Une citerne de 3 mètres cubes permettra de recueillir 27 mètres cubes d’eau chaque année pour arroser un jardin potager pendant les trois mois d’été. L’eau sera puisée au moyen d’une petite pompe électrique. Elle permettra de produire des légumes pour la consommation familiale.

Dans les champs, il suffira d’installer une toiture de tôles ondulées (en métal ou en matière plastique) sur un cadre vertical formé de pieux ou de piliers en béton armé reliés par un carré de madriers. Sous cette installation, on aménagera une citerne bétonnée qui recevra les eaux de pluie au moyen d’une canalisation.
L’eau sera aspirée au moyen d’une pompe mécanique aspirante et foulante ou, à la rigueur, avec un seau et une corde. Elle servira à entretenir un verger.

En Kabylie, les anciennes productions fruitières comme les figues, les cerises et les raisins sont en voie de disparition.
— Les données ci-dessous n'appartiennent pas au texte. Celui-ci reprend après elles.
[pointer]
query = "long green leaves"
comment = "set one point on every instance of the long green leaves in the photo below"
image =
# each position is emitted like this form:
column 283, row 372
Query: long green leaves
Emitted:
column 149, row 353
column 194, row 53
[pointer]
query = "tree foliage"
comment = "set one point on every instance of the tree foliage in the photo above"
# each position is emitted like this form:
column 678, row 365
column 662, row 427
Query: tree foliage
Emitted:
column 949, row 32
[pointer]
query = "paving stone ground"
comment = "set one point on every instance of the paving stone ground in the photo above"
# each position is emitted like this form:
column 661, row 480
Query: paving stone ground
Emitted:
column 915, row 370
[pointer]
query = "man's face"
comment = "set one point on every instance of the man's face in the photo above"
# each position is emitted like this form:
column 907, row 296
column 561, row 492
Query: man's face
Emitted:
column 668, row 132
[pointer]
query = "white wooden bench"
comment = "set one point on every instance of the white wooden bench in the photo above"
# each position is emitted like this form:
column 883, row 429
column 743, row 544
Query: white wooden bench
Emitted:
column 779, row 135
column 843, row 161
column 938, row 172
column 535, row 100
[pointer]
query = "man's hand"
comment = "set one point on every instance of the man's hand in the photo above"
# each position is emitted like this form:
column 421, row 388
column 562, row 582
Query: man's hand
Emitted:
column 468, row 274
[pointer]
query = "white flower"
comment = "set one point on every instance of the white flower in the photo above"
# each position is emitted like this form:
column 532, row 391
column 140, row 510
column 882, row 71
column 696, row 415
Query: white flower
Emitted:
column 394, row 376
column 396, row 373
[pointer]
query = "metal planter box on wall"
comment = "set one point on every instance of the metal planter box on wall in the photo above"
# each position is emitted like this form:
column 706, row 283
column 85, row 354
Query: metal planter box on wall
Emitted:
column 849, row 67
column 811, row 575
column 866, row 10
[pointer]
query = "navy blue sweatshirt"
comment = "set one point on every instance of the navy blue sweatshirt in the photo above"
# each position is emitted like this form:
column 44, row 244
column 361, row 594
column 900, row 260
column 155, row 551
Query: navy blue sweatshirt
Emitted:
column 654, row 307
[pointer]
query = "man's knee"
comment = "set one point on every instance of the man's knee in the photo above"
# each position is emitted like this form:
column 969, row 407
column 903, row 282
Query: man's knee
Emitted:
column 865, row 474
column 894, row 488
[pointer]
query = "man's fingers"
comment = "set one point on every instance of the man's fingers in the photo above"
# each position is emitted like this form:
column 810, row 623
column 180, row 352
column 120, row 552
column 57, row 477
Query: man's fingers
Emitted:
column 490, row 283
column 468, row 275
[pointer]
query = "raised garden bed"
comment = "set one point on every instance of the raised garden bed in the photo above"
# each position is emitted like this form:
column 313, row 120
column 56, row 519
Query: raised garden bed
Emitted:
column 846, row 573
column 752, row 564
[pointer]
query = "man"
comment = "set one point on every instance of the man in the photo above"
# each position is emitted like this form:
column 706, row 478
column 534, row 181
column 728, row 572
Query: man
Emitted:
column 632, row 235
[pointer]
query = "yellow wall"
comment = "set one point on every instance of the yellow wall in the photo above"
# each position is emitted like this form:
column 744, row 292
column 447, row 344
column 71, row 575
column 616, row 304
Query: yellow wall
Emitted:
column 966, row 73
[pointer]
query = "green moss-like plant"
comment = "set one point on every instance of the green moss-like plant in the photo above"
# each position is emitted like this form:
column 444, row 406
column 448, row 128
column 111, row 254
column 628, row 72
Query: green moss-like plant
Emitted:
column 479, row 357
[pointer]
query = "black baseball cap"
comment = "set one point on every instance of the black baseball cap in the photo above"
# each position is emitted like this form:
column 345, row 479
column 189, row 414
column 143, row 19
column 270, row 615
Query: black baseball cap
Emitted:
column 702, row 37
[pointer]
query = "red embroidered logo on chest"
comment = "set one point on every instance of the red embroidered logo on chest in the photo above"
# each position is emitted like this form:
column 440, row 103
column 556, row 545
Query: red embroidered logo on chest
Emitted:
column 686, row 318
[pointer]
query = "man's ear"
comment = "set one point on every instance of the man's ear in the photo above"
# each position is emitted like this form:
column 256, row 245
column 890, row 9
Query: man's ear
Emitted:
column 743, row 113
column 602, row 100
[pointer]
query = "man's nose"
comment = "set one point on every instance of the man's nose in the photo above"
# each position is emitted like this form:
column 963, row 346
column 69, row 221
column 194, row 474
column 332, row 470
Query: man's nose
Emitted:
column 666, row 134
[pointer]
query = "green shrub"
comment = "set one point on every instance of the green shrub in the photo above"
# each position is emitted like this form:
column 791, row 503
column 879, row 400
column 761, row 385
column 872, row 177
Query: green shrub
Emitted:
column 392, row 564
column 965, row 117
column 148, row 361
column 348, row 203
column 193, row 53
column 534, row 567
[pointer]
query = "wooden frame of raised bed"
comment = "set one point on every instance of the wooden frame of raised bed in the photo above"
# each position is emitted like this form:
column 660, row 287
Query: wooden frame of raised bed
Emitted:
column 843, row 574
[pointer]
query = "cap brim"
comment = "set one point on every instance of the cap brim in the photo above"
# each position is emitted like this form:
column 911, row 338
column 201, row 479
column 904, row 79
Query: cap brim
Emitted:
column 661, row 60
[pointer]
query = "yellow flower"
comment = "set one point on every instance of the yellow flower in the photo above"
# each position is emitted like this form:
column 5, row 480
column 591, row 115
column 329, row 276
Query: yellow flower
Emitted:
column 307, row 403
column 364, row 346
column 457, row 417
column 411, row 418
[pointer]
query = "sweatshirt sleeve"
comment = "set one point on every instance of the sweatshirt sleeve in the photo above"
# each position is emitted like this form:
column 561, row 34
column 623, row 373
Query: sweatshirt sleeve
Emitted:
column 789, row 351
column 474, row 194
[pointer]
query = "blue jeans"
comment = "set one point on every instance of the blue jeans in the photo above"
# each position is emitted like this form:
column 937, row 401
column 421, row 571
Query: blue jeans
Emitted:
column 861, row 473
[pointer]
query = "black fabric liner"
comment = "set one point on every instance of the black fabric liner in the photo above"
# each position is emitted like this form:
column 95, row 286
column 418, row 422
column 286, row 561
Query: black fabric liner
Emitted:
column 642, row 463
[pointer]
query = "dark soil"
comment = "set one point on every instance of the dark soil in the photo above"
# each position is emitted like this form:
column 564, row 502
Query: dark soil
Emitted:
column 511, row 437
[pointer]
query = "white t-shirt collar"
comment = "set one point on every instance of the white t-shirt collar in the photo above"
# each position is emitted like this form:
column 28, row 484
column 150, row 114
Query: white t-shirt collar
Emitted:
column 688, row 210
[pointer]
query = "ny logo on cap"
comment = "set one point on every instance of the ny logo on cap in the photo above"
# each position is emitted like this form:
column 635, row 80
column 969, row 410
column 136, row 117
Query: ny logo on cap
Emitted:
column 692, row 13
Pour en avoir fait l’expérience, je sais qu’un arbre planté en hiver prend bien. Il verdit et grandit jusqu’au début de l’été. Ensuite la sécheresse le tue ou l’empêche de croître. Or, il suffit de donner à chaque pied un seau d’eau puisée dans la citerne, deux fois par semaine, en juillet août et septembre pour le sauver de la sécheresse. L’eau versée à chaque arbre sera couverte d’une feuille de plastique épais pour ralentir l’évaporation.

Résultat, les arbres entreront plus vite en production et fourniront un meilleur rendement. A terme, non seulement la Kabylie s’autosuffira en fruits mais elle pourra en vendre à d’autres régions d’Algérie ou en exporter. Faut-il préciser que ce sera une source appréciable d’emplois et de revenus pour les Kabyles ?

La création de citernes nécessite une mise de fonds dont toutes les familles ne disposent pas. C’est là que la puissance publique entre en action. Elle doit inciter les banques à consentir des prêts à moyen terme, à faible taux d’intérêt. Elle doit garantir la récupération des sommes prêtées. Selon la nature des arbres à planter, la durée sera de dix à vingt ans. La bonne utilisation de l’argent sera dûment contrôlée. La meilleure garantie sera l’esprit de responsabilité des citoyens. En l’occurrence, les assemblées ou les comités de villages pourront jouer un rôle Capital.

Notre proposition rencontrera de prime abord le scepticisme. Nous pensons que le principal obstacle viendra de la résistance à l’innovation. Le deuxième sera la réticence à l’effort. Quatre décennies de mauvaise gouvernance ont amolli les énergies. Nous devons réagir, renouer avec le goût de l’effort qui fut la fierté de nos ancêtres.

Hocine Benhamza

Article mis en ligne le 3 janvier 2006.